Terminó la llamada con unas pocas frases cortantes, la frialdad aún no se había desvanecido de su rostro cuando volvió a mirar a Scarlett, una vez más indescifrable.
Scarlett lo miró y de repente todo le pareció absurdo. La forma en que trataba a Lucas era como aplastar una hormiga bajo su zapato.

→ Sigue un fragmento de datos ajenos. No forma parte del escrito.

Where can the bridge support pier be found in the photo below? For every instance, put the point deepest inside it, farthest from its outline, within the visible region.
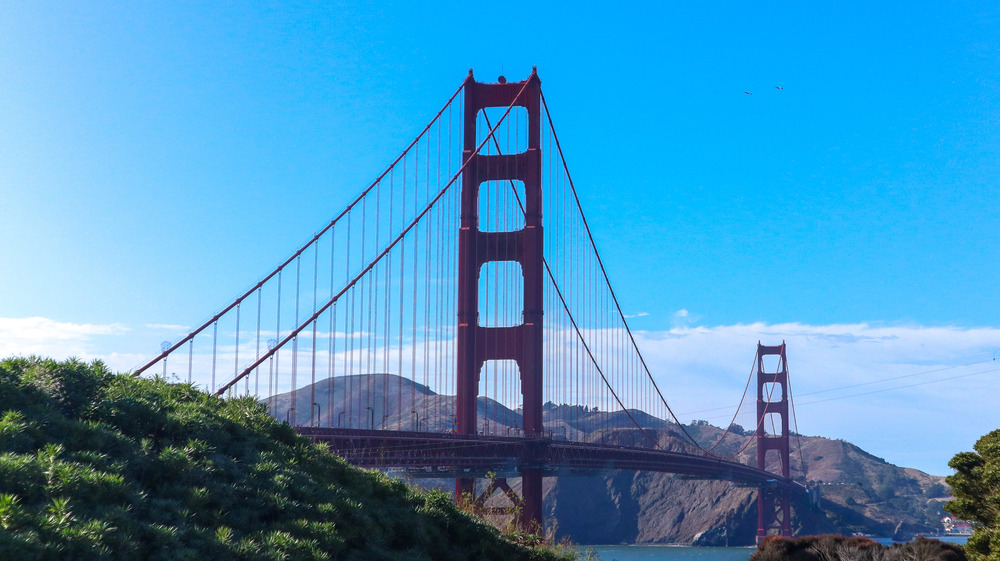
(520, 343)
(774, 511)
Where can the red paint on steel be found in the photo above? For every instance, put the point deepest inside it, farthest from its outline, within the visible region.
(773, 506)
(521, 343)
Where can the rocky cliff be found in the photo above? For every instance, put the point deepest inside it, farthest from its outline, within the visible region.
(860, 492)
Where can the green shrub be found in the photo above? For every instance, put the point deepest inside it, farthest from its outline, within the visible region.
(108, 467)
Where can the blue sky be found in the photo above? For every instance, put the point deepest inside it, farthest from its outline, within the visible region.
(156, 160)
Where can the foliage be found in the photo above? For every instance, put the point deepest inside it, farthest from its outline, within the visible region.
(976, 486)
(101, 466)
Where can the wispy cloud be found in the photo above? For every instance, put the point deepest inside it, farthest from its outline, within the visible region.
(168, 327)
(43, 336)
(911, 393)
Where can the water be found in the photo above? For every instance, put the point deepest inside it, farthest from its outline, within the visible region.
(687, 553)
(671, 553)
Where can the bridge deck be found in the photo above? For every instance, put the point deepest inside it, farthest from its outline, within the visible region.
(455, 455)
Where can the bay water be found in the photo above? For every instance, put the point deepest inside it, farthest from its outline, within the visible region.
(688, 553)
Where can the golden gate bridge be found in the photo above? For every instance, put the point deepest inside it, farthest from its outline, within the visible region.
(444, 324)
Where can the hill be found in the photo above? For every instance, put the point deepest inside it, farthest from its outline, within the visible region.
(95, 465)
(861, 493)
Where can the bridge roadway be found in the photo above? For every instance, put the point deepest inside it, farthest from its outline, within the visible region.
(425, 454)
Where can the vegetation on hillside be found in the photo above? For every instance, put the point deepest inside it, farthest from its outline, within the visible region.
(840, 548)
(95, 465)
(976, 486)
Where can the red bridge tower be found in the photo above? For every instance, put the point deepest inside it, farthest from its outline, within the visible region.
(521, 343)
(774, 510)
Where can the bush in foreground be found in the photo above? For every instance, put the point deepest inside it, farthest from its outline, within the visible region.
(840, 548)
(95, 465)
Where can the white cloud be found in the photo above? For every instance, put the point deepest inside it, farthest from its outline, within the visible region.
(43, 336)
(913, 394)
(168, 327)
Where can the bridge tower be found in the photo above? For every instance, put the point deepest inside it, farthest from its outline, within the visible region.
(774, 510)
(521, 343)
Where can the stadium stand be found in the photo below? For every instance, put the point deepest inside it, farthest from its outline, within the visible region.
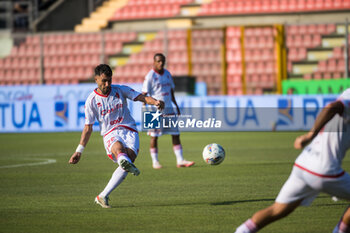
(22, 66)
(224, 7)
(234, 61)
(140, 60)
(321, 49)
(206, 58)
(231, 60)
(139, 9)
(99, 18)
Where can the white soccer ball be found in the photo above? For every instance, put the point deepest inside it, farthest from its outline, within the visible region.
(213, 154)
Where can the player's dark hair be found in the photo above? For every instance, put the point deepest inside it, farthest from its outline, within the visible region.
(158, 55)
(103, 69)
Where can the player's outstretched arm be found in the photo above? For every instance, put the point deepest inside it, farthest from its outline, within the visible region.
(325, 115)
(149, 100)
(85, 136)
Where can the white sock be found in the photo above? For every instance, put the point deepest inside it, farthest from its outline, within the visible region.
(117, 178)
(121, 156)
(178, 153)
(247, 227)
(154, 154)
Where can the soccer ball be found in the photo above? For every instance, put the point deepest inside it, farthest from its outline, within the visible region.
(213, 154)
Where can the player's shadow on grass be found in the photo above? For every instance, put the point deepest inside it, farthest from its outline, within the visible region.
(240, 201)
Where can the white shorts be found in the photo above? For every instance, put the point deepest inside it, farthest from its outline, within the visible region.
(303, 185)
(129, 138)
(160, 132)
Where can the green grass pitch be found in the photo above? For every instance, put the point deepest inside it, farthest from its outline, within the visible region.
(59, 197)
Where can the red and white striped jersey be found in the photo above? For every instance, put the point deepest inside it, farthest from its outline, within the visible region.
(111, 110)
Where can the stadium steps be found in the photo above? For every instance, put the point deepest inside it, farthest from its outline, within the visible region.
(129, 48)
(99, 18)
(320, 62)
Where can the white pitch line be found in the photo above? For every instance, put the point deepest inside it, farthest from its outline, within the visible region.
(47, 161)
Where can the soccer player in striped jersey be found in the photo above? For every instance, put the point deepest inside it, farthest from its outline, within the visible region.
(108, 104)
(160, 85)
(317, 169)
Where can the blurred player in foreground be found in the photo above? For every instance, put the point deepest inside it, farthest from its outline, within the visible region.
(317, 169)
(160, 85)
(108, 105)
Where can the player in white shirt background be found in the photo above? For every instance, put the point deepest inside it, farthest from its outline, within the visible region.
(160, 85)
(108, 104)
(317, 169)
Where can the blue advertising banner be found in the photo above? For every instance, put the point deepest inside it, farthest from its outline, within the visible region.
(58, 108)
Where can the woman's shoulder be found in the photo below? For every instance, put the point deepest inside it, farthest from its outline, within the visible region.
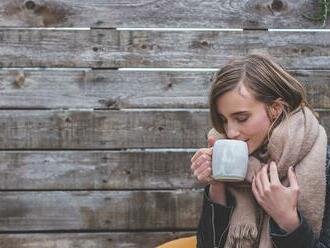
(327, 163)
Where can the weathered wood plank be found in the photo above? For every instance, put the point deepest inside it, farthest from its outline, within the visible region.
(88, 129)
(146, 13)
(87, 170)
(127, 89)
(113, 48)
(100, 210)
(90, 240)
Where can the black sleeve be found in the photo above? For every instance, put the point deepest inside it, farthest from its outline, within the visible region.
(303, 236)
(212, 227)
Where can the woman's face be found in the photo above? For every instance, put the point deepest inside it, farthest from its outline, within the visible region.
(244, 117)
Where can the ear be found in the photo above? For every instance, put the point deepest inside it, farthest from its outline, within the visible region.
(276, 108)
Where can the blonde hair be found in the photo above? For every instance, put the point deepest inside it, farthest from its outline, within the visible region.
(267, 81)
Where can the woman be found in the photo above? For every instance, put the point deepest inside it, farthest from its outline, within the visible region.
(283, 201)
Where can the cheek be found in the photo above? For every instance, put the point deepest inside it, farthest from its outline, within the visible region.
(258, 127)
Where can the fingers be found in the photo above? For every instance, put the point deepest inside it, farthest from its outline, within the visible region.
(200, 152)
(293, 179)
(258, 184)
(210, 141)
(255, 190)
(202, 168)
(273, 173)
(205, 176)
(263, 177)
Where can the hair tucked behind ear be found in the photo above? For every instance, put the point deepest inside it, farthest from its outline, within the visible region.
(266, 80)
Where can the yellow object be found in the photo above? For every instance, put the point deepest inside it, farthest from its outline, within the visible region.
(188, 242)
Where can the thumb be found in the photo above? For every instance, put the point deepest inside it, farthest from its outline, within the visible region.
(292, 178)
(210, 141)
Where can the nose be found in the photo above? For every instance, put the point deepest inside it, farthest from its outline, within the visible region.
(232, 132)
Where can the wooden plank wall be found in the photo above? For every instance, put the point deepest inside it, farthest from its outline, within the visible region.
(93, 156)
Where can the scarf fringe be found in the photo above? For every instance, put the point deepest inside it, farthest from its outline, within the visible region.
(241, 236)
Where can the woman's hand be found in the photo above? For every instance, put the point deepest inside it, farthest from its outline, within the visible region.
(201, 162)
(278, 201)
(201, 166)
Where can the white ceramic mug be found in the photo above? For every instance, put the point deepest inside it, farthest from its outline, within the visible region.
(229, 160)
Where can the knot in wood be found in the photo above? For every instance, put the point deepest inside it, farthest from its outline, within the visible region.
(30, 4)
(277, 5)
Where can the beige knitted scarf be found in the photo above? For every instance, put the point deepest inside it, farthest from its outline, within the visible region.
(299, 141)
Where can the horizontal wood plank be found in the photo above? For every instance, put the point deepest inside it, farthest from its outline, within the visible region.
(146, 13)
(112, 48)
(112, 89)
(88, 129)
(95, 170)
(100, 210)
(90, 240)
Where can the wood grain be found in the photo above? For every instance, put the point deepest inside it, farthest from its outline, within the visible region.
(96, 170)
(88, 129)
(106, 48)
(112, 89)
(100, 210)
(166, 13)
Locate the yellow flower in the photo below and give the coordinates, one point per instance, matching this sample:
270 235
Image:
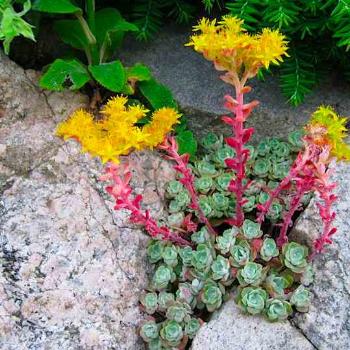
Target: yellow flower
328 128
116 134
232 49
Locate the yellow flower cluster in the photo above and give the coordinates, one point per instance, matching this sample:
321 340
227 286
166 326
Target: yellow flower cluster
327 128
116 134
234 50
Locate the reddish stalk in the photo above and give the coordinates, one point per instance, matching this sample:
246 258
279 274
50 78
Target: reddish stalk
171 148
120 176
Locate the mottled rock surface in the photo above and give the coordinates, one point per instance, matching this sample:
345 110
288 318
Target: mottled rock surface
195 84
70 268
230 329
327 324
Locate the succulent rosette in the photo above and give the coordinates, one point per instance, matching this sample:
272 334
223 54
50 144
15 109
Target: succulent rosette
211 295
220 268
204 184
268 249
251 274
240 253
202 258
169 256
226 240
191 327
155 250
149 331
294 256
149 302
164 300
179 312
251 229
171 333
162 277
301 299
173 188
252 299
277 310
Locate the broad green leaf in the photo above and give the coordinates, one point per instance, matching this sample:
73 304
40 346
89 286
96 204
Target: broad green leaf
71 33
139 72
110 28
56 6
62 74
157 94
187 142
12 25
110 75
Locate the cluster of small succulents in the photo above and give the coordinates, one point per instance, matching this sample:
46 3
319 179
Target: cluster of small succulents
190 280
268 163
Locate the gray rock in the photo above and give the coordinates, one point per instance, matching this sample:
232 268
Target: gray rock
196 86
71 269
230 329
327 324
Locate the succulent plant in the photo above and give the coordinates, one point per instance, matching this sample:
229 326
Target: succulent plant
149 331
294 256
211 295
227 240
263 197
219 201
277 309
251 229
150 302
301 299
204 184
251 274
173 188
185 255
275 212
295 139
176 219
252 299
220 268
205 168
201 236
276 283
223 181
171 333
192 327
205 205
164 300
185 293
268 249
211 141
240 253
169 255
202 258
249 205
223 153
155 250
179 311
263 147
308 275
162 276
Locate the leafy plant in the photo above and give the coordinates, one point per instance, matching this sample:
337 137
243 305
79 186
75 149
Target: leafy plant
12 24
317 30
224 246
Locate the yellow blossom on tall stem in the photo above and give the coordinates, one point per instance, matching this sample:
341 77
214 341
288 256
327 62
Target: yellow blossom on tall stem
116 133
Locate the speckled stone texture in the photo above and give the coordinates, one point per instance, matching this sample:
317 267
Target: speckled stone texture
71 269
197 87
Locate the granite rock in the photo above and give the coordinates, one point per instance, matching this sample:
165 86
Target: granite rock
197 87
71 269
230 329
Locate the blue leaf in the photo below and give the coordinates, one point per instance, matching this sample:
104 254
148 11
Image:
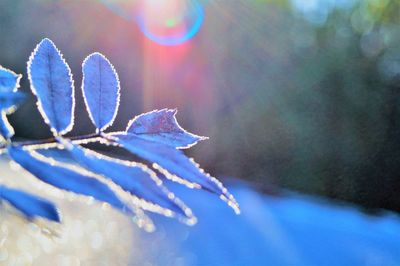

Pero, ¿qué probaba eso realmente? ¿Que le importaba ella?
Sabía perfectamente que la familia Seymour estaba detrás de todo, pero solo fue tras Lucas, sin querer tocar a los Seymour.
Ella ya no era la chica ingenua de hace cinco años. No se dejaría engañar por gestos tan pequeños.
—Debo irme —dijo, girándose para recoger su ropa del dormitorio.
Sebastián permaneció en silencio, observando su retirada.
Scarlett encontró su vestido en el dormitorio, arrugado por haber sido arrojado sin cuidado. Se cambió la camisa y se puso su propia ropa, sintiendo que la presión asfixiante se aliviaba un poco.
Cuando regresó a la sala, Sebastián estaba recostado en el sofá, con un cigarrillo entre los dedos, el humo oscureciendo su expresión. La miró, su mirada cayendo sobre su viejo vestido. Su ceño se frunció casi imperceptiblemente.
—Toma —sacó una tarjeta negra de su billetera y la arrojó sobre la mesa de café frente a ella—. Cómprate ropa decente. Deja de vestirte como si las hubieras sacado de un contenedor de donaciones.
Scarlett miró la tarjeta, cuyo relieve dorado brillaba ofensivamente bajo la luz. No la tocó. En su lugar, sostuvo su mirada con una resolución tranquila pero inconfundible.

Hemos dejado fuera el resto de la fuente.